We propose a radically new conception of parallel architectures, built using a higher level of abstraction. Instead of expressing algorithms as a sequence of instructions, we will group instructions into higher-level tasks that will be automatically managed by the architecture, much in the same way superscalar processors managed instruction level parallelism. We envision a holistic approach where the parallel architecture is partially implemented as a software runtime management layer, and the reminder in hardware. The hardware gains the freedom to deliver performance at the expense of additional complexity, as long as it provides the required support primitives for the runtime software to hide complexity from the programmer. This regained freedom in hardware design enables us to revisit a number of previously proposed architectural concepts in light of the new technology context for unforeseen impact in performance an energy efficiency. This now becomes possible thanks to the joint development of the runtime layer with the parallel architecture.

We will focus our architecture research on a most efficient form of multicore architecture coupled with vector accelerators for exploiting both thread and data level parallelism. Our architecture will also be extended with hardware components and primitives that enable the runtime to handle the complexity and novel proposals to optimize the data movement, e.g., user-defined on-the-fly data transformations, moving intelligence to the memory instead of moving data back and forth to the processors. Furthermore, we will integrate our vector proposal with the energy efficient, made in Europe, ARM architecture that is established world-wide leader in the mobile domain.

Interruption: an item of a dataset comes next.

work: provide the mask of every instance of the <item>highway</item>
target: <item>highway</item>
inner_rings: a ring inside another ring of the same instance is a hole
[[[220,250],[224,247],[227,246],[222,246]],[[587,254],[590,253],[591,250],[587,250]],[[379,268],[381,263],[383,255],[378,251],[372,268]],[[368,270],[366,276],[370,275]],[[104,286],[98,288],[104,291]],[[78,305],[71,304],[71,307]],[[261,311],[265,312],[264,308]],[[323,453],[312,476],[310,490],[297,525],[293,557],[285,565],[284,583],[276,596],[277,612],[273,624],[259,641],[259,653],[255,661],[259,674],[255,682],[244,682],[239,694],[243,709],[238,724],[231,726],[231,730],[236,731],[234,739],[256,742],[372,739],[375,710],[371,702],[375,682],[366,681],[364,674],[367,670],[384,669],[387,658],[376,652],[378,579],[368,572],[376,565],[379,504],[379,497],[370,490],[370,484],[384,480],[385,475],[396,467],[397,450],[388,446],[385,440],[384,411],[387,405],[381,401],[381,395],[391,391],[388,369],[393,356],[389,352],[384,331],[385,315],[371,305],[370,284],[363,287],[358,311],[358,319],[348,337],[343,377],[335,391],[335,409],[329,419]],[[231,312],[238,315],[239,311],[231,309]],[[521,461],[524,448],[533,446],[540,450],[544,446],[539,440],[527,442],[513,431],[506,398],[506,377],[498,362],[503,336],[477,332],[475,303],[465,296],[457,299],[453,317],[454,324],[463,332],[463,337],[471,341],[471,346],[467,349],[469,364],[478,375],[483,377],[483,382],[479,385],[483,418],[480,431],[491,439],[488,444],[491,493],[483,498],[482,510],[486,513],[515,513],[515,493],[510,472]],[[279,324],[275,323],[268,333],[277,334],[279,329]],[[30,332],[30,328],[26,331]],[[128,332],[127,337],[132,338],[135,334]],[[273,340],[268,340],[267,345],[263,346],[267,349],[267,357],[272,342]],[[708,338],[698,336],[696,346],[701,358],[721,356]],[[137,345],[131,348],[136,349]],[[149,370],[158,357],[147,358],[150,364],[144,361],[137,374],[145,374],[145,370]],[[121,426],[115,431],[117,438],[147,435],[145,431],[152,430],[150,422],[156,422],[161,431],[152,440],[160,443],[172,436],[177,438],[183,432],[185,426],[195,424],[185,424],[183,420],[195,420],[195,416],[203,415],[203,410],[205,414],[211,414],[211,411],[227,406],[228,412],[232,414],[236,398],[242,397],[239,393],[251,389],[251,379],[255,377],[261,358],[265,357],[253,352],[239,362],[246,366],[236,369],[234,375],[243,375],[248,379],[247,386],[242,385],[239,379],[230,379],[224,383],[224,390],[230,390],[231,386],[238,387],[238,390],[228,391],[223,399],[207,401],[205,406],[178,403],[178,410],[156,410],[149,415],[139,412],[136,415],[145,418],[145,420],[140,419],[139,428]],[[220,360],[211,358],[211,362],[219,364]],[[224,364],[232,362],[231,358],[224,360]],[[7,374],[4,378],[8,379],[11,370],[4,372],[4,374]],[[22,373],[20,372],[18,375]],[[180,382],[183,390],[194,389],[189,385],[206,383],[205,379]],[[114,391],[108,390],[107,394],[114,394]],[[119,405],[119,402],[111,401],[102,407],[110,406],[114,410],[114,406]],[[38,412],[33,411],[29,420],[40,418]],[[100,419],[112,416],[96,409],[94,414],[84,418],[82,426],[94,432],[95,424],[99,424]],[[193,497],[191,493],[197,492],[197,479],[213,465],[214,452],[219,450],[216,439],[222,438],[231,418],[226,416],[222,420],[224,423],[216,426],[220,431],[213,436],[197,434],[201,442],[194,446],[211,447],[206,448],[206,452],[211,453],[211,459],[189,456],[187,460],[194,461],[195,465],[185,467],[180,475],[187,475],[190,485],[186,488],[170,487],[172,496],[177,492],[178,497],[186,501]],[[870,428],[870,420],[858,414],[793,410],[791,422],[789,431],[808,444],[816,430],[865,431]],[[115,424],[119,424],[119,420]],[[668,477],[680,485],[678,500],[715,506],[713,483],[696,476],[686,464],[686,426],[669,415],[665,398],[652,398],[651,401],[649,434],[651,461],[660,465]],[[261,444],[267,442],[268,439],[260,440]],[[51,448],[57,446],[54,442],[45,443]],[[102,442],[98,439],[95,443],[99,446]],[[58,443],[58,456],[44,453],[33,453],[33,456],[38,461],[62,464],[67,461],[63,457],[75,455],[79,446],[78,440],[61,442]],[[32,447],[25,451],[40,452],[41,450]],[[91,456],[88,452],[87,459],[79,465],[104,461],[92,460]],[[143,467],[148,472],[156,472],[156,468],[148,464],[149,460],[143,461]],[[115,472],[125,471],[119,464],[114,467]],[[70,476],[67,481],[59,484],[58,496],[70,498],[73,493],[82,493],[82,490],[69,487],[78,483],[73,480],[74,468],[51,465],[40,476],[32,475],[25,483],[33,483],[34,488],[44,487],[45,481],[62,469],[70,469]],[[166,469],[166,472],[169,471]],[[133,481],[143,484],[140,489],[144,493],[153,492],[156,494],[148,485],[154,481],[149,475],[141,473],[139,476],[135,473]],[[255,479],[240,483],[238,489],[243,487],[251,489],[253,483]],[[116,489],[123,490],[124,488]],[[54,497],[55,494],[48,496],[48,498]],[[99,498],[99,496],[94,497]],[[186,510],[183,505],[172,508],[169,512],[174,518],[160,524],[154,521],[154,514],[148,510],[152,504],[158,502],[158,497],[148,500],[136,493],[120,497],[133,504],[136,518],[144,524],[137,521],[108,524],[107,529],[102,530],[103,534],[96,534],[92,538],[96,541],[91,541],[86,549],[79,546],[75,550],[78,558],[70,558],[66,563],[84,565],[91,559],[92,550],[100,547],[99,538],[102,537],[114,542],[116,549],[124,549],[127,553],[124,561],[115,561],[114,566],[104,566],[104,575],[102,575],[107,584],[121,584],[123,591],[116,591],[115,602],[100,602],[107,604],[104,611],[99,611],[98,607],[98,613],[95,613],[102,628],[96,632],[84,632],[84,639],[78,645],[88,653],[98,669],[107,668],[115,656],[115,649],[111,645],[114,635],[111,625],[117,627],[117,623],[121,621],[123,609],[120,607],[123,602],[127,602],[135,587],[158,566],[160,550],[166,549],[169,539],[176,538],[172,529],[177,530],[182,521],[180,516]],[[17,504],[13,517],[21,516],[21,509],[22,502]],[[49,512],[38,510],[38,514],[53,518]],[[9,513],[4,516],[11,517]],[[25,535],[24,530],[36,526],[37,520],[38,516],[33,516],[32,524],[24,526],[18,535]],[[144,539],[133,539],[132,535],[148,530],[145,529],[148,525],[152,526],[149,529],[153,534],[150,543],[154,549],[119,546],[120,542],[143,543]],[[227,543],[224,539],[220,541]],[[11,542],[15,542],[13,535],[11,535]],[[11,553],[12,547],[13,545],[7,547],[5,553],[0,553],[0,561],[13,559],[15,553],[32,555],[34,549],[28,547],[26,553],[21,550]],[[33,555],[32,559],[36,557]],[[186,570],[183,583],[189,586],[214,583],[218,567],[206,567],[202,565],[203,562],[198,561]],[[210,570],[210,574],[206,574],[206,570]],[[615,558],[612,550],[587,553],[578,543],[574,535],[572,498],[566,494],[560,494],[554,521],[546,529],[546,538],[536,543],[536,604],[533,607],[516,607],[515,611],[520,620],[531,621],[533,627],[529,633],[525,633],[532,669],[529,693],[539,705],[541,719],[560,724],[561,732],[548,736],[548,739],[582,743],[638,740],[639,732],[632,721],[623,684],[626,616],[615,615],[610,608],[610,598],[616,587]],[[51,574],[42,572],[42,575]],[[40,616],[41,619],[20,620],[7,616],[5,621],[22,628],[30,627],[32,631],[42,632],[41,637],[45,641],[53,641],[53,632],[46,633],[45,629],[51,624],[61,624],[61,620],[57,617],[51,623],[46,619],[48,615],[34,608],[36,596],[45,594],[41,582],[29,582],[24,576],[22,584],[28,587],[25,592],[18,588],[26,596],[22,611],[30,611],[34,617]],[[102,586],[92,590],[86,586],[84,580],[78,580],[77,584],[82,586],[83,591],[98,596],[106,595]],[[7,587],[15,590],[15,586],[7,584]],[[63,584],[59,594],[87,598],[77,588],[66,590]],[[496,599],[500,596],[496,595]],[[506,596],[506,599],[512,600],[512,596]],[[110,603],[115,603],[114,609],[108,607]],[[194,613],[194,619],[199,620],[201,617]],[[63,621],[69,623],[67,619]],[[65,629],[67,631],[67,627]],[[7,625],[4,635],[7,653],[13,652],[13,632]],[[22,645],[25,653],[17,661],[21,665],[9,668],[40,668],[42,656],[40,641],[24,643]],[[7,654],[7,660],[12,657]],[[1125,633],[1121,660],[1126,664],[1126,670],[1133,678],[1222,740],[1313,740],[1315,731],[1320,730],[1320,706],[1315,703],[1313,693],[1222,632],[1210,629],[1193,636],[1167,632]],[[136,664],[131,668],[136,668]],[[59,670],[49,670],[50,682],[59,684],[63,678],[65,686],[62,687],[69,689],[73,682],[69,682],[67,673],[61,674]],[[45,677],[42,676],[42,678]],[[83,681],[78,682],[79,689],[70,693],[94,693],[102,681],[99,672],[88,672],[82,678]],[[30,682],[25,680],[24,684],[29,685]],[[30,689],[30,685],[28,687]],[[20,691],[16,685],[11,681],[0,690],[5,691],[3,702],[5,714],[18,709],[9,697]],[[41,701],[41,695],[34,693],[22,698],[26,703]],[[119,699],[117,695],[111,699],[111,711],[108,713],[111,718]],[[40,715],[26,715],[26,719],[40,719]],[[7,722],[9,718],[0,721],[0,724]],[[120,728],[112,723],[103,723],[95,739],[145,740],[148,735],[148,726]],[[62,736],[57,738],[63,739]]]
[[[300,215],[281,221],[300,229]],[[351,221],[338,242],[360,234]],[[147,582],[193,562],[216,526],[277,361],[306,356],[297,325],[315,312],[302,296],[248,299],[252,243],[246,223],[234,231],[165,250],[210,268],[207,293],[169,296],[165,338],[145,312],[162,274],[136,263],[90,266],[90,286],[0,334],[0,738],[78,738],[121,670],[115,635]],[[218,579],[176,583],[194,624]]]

This will allow the European industry to strengthen its leading position in the embedded market and gain significant advantage for the next phase of the high-performance computing race. The holistic approach towards parallel architectures offers a single solution that could solve most of the problems we encounter in the current approaches: handling parallelism, the memory wall, the power wall, and the upcoming reliability wall in a wide range of application domains from mobile up to supercomputers. Altogether, this novel approach toward future parallel architectures is the way to ensure continued performance improvements, getting us out of the technological mess that computers have turned into, once more riding on Moore's Law.